One of the more enjoyable facets of a Spring day at Dartmouth is spending time on the green playing the cello, solving mathematical riddles or perhaps watching people with not much clothing on doing suitably athletic things.
However, the serene tranquillity of my last Friday afternoon was suddenly shattered as the Earth started shaking, and loud noises filled the air. I got up, took a spin around, and saw a plethora of construction at Dartmouth, around town and a very large brown spot on the Green.
While construction is not terribly bad -- it will leave us with lots of cool stuff when it's done -- it makes the College rife with eyesores, torn up ground, inconvenience and mud.

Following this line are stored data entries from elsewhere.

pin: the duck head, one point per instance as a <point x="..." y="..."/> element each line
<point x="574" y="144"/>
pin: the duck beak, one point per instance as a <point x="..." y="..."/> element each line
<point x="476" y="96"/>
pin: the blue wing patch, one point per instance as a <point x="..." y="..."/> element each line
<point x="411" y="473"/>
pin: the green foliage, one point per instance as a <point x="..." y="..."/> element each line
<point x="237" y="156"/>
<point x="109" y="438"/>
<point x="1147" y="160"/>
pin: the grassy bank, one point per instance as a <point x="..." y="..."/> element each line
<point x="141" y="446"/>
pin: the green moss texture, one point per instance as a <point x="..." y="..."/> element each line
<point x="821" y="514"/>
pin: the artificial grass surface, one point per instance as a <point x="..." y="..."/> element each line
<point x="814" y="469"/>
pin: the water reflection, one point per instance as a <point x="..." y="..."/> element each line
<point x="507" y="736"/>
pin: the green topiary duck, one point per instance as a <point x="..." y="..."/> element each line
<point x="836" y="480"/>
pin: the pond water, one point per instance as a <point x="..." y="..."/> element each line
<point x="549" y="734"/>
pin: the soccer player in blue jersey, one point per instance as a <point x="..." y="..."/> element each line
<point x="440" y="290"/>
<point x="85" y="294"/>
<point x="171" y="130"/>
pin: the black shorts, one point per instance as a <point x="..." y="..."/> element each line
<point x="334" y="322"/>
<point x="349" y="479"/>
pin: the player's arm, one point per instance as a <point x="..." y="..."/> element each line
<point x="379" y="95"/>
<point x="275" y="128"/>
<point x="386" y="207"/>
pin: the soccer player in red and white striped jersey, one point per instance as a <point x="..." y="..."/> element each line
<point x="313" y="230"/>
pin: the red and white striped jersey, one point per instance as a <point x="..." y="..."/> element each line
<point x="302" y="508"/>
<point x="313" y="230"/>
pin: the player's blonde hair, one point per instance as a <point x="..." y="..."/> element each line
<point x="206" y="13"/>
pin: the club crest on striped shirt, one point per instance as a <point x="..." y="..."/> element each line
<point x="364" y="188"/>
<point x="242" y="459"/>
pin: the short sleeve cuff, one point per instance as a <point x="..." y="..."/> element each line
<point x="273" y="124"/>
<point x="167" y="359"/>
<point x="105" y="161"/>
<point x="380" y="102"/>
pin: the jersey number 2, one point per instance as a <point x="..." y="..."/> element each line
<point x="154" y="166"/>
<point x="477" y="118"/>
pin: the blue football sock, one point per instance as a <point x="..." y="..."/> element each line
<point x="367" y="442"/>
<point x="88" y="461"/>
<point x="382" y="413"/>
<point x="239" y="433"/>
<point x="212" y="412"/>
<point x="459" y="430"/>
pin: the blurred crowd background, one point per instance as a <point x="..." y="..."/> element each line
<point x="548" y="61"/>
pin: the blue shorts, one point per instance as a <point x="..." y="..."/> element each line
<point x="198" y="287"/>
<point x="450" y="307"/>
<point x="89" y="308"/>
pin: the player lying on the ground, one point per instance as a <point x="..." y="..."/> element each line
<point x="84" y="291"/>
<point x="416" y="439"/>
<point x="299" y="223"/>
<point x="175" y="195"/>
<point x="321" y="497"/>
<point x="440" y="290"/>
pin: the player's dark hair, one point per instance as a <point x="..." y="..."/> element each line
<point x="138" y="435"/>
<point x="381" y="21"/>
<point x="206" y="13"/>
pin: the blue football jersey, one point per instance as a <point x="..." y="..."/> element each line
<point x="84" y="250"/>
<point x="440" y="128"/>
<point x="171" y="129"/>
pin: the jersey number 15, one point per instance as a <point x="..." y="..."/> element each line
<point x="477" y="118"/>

I was hosting two prospectives over the last few weeks. One, a friend from high school, was choosing between Dartmouth and Cornell. Of course, I was quick to tell her that we were older and better and more academically fulfilling, etc. In the midst of the height of my sales speech, when the victim usually blurts "I'll take it!", we walked through the mud past Collis, and she was quick to quip, "You'd think that a college that is this old would have finished building itself by now."
This was only topped off by her having to walk across wooden planks over big dirt pits to get into the Co-Op to give the usual libation of cold cash in exchange for the honor to wear Dartmouth paraphernalia back at high school, drawing jealous stares from the future Brown students, and snickers from those misled future Harvard students.
The truth is that as long as I have known it, Dartmouth has been under construction. As a prospective, I saw the Green being run through by those big pipes, and as first term 'shmen, I saw Collis shut down and torn down and the steam-pipe construction barely crawl off the Green, only to tear up the street nearby.
Of course to complain about progress is childish, but I am just getting tired of seeing things betting torn up by heavy machinery everywhere I look. Most people -- those Pizzagalli fellows being a notable exception -- find construction equipment to be ugly and dangerous.
Do I have a solution to this problem? No. I hope the College will lay off on the machinery for just a little while when this construction frenzy is finished, so I can lay on the Green and admire my school unspoiled by the mechanisms of progress.
Now, on a completely different tangent, I would like to talk about shorts. I was told by my parents when I was young that shorts were for when it was warm out. But, at Dartmouth shorts do not seem to be for any particular type of weather at all. Instead, wearing them seems only to be a function of how much clean laundry one has left.
In fact, the only rule seems to be that it not be snowing. Along these lines, there is no rule about wearing Tevas, except that one might wear them with socks if it is snowing or hailing.
We must bear in mind that "spring" and "warmth" are not necessarily two related concepts here in Hanover, and so while "warmth" and "shorts" are related, it does not follow that "spring" and "shorts" need have anything to do with each other.
It is my opinion that students are attempting to delude themselves into thinking that Hanover is more hospitable than it actually is. After a long winter, where if you can feel your legs after a walk back from Baker it's a good sign, just the sun being out is reason enough to think "It's spring, and it's warm. I don't care that frost is on my window pane --It IS warm, and I WILL wear shorts."
One day I decided it was going be to warm out, despite the rain, and I wore my shorts and Tevas. Walking through cold puddles, I kept a steady pace, remarking to myself all along "What a charming April day this is! I think I just might have to take off my shirt it's so warm." When I got back to my dorm, I had to slowly thaw my toes. Construction, Tevas, shorts and snow-- such is spring at Dartmouth.